The markets treated investors to another somnambulant start this morning, with a bone dry economic calendar already marking Wednesday out as one to forget.
After Tuesday’s retail and mining sector-led plunge the FTSE has settled at 7530, around 70 points off its all-time intraday peak. Things have only gotten worse for yesterday’s stragglers; G4S (CO:G4S) has slipped a further 1.2%, while Associated British Foods (LON:ABF) dropped another 2.9%, leaving the Primark-owner at a fresh 2 month low. However the UK index was aided by sterling’s latest losses, with the pound slumping 0.2% against the dollar and 0.4% against the euro, allowing the FTSE to rise 0.2%.
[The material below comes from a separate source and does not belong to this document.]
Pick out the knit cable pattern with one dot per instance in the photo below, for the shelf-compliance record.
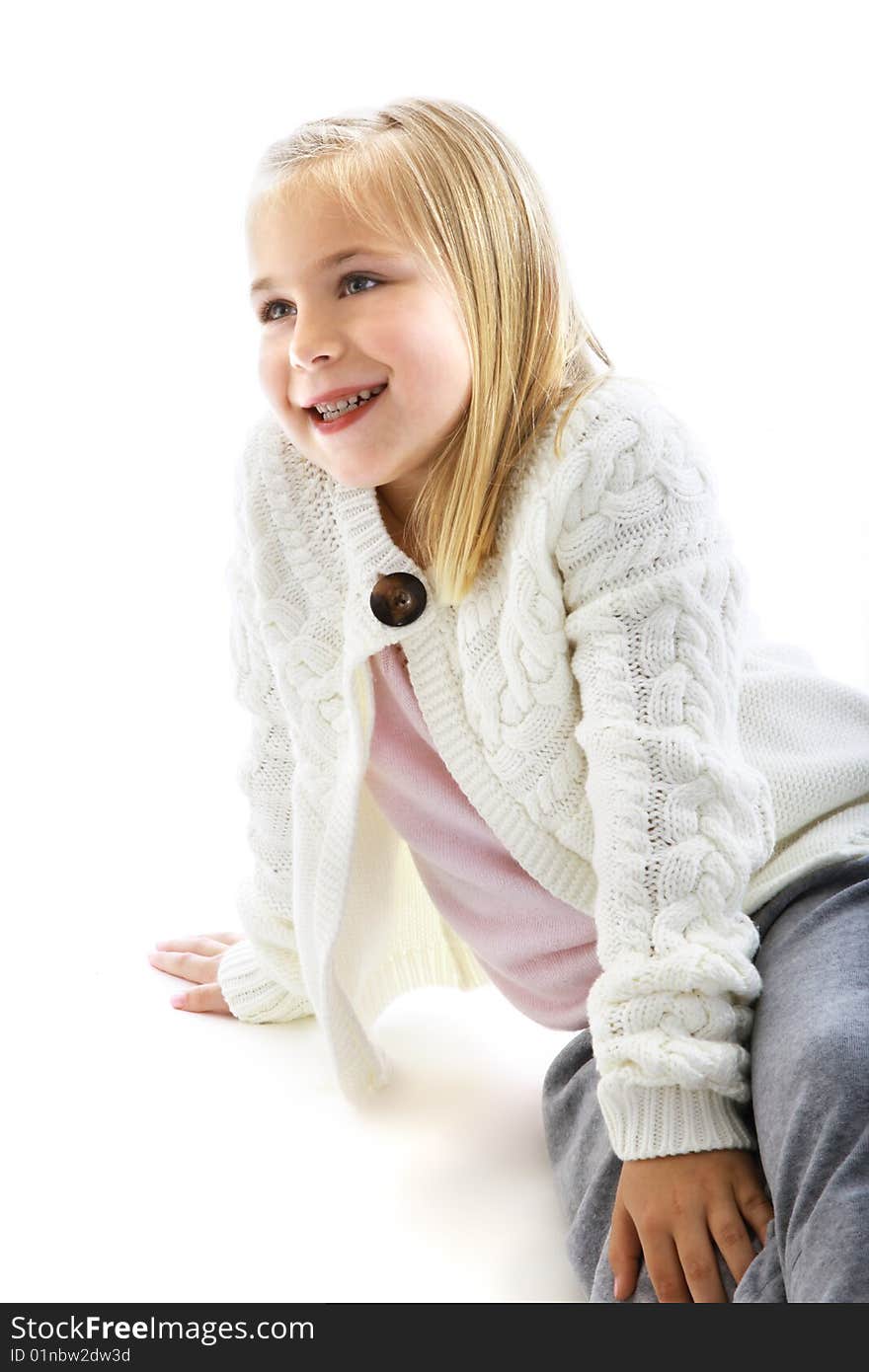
(261, 975)
(657, 607)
There was some good news – well, sort of – from the retail sector this Wednesday, with Marks & Spencer posting a far better than forecast set of half year results. While pre-tax profit (before adjusted items) fell 5% to £219.1 million, that was still higher than the £203 million estimated by analysts. In the much-watched clothing and home division – which is currently leaderless after the shock departure of Jo Jenkins back in October –like-for-like sales were down 0.1% in Q2 and 0.7% for the first half, a colossal improvement on the 5.9% plunge seen in last year’s financial fourth quarter.
Yet the food business continued to disappoint, trailing the like-for-like growth of its supermarket peers with a 0.1% drop in comparable sales. M&S also announced it would be ‘slowing’ the rollout of its Simply Food store opening plan, another blow to what is meant to be the company’s saving grace. That lacklustre food performance took the shine off the clothing recovery, with the stock’s early 1.5% rise quickly turning into a near 3% fall.